In a letter to Superintendent Larry Snelling of the Chicago Police Department that was dated April 1, Ms. Kersten said that “the available evidence calls into question” whether Mr. Reed was truly pulled over for not wearing a seatbelt.

“Specifically, COPA is uncertain how the officers could have seen this seatbelt violation,” given their location and the “dark tints” on the windows of Mr. Reed’s vehicle, she wrote.

Ms. Kersten said the evidence also indicated that all four officers fired after Mr. Reed exited his vehicle without his gun. She said the 96 shots raised “serious questions about the proportionality of their use of deadly force.”

One officer in particular, she said, fired at least 50 times, including three shots while Mr. Reed lay motionless on the ground. The more than 40 seconds of shooting, she said, gave three of the four officers time to reload.

“This provided the officers with ample opportunity to reassess the situation, but they continued to use deadly force,” Ms. Kersten wrote to Superintendent Snelling. “Based on the totality of the available evidence, COPA has grave concerns about the officers’ ability to assess what is a necessary, reasonable, and proportional use of deadly force.”

The Chicago Police Department said that four officers were placed on administrative duties for 30 days, as is the case in all police shootings.

“We cannot make a determination on this shooting until all the facts are known and this investigation has concluded,” the department said in a statement.

Kim Foxx, the Cook County state’s attorney, said that her office was just beginning its review of the evidence to determine if criminal charges would be warranted.

Body-camera and surveillance videos show officers in an SUV with flashing blue lights stopping Mr.
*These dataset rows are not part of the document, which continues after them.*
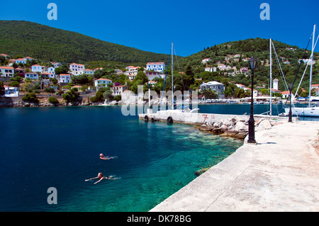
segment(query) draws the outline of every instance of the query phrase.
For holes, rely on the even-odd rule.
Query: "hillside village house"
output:
[[[10,87],[6,85],[4,87],[4,96],[6,97],[15,97],[19,96],[19,89],[18,87]]]
[[[163,73],[165,69],[165,64],[164,62],[148,62],[146,64],[147,71],[155,71]]]
[[[242,85],[242,84],[235,84],[235,85],[237,87],[238,87],[239,89],[243,89],[244,91],[247,91],[247,90],[252,91],[252,89],[251,89],[250,88],[246,87],[245,86],[244,86],[244,85]],[[258,96],[258,91],[257,91],[256,89],[254,89],[253,96],[254,96],[254,97]]]
[[[26,64],[26,59],[16,59],[16,64]]]
[[[69,70],[73,75],[79,75],[83,74],[83,71],[85,69],[85,66],[79,64],[69,64]]]
[[[83,70],[83,74],[84,74],[93,75],[93,74],[94,74],[94,71],[91,70],[90,69],[86,69]]]
[[[51,74],[55,74],[55,68],[54,67],[50,67],[47,68],[47,72]]]
[[[71,81],[71,74],[61,74],[60,75],[60,83],[69,83]]]
[[[124,72],[124,74],[128,76],[130,80],[133,80],[138,74],[138,69],[140,67],[128,66],[125,67],[128,70]]]
[[[207,83],[203,82],[201,85],[199,86],[201,90],[203,89],[211,89],[215,90],[218,94],[218,98],[222,96],[223,93],[225,91],[225,85],[222,83],[218,82],[216,81],[208,81]]]
[[[24,77],[29,78],[30,79],[39,80],[39,75],[36,72],[26,72]]]
[[[160,72],[146,72],[146,77],[148,78],[148,80],[152,81],[155,78],[160,78]]]
[[[216,67],[205,67],[205,72],[215,72],[216,71],[217,71],[217,68]]]
[[[6,57],[6,59],[9,57],[9,56],[6,54],[4,54],[4,53],[0,54],[0,56],[4,57]]]
[[[96,89],[106,87],[108,84],[112,83],[112,80],[108,79],[99,79],[94,81],[94,85]]]
[[[42,72],[41,77],[43,79],[55,79],[55,74],[50,72]]]
[[[120,85],[120,86],[114,86],[111,88],[111,90],[113,91],[113,95],[122,95],[123,92],[125,90],[125,85]]]
[[[210,62],[211,60],[211,59],[209,59],[209,58],[205,58],[205,59],[203,59],[202,60],[201,60],[201,63],[202,64],[206,64],[206,63],[207,63],[208,62]]]
[[[60,66],[62,66],[62,64],[60,62],[51,62],[51,64],[52,64],[54,67],[59,67]]]
[[[0,67],[0,73],[1,77],[11,77],[14,74],[14,68],[8,66]]]
[[[24,70],[21,68],[15,68],[14,69],[14,73],[24,73]]]
[[[42,66],[34,64],[31,66],[31,71],[33,72],[42,72],[43,71]]]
Reed’s vehicle. The videos show officers surrounding Mr. Reed’s vehicle and ordering him to roll down his window.

After rolling the window down, he rolls it up partway. One officer tries to open the driver’s side door by jiggling the handle and orders Mr. Reed to unlock and open the door, as that officer and others draw their guns.

After multiple shots are fired and officers are seen reloading, Mr. Reed can be seen lying on the ground, behind his vehicle. Video shows the injured officer, who was near the passenger side of Mr. Reed’s vehicle, recoiling as the shots ring out.

“Shots fired,” the officer says. “I’m shot. I’m shot.”

Andrew M. Stroth, a lawyer for the Reed family, said the family was asking the Chicago police to disband tactical units that he said have been “terrorizing” residents. He said he was also asking for criminal indictments against some of the officers.

He called the initial traffic stop unconstitutional.

“This family doesn’t want this to happen to anyone else,” Mr. Stroth said, adding: “How many more Black and brown young men need to die before this city will change?”

Mr. Reed helped lead his high school basketball team to a regional championship and was a student athlete in college, where he earned an associate degree, Mr. Stroth said. He hoped to become a broadcaster.

“We just want answers,” Porscha Banks, Mr. Reed’s sister, said at a news conference, adding: “He was a son. He was a brother. He was an uncle. He had loved ones. He was somebody very important.”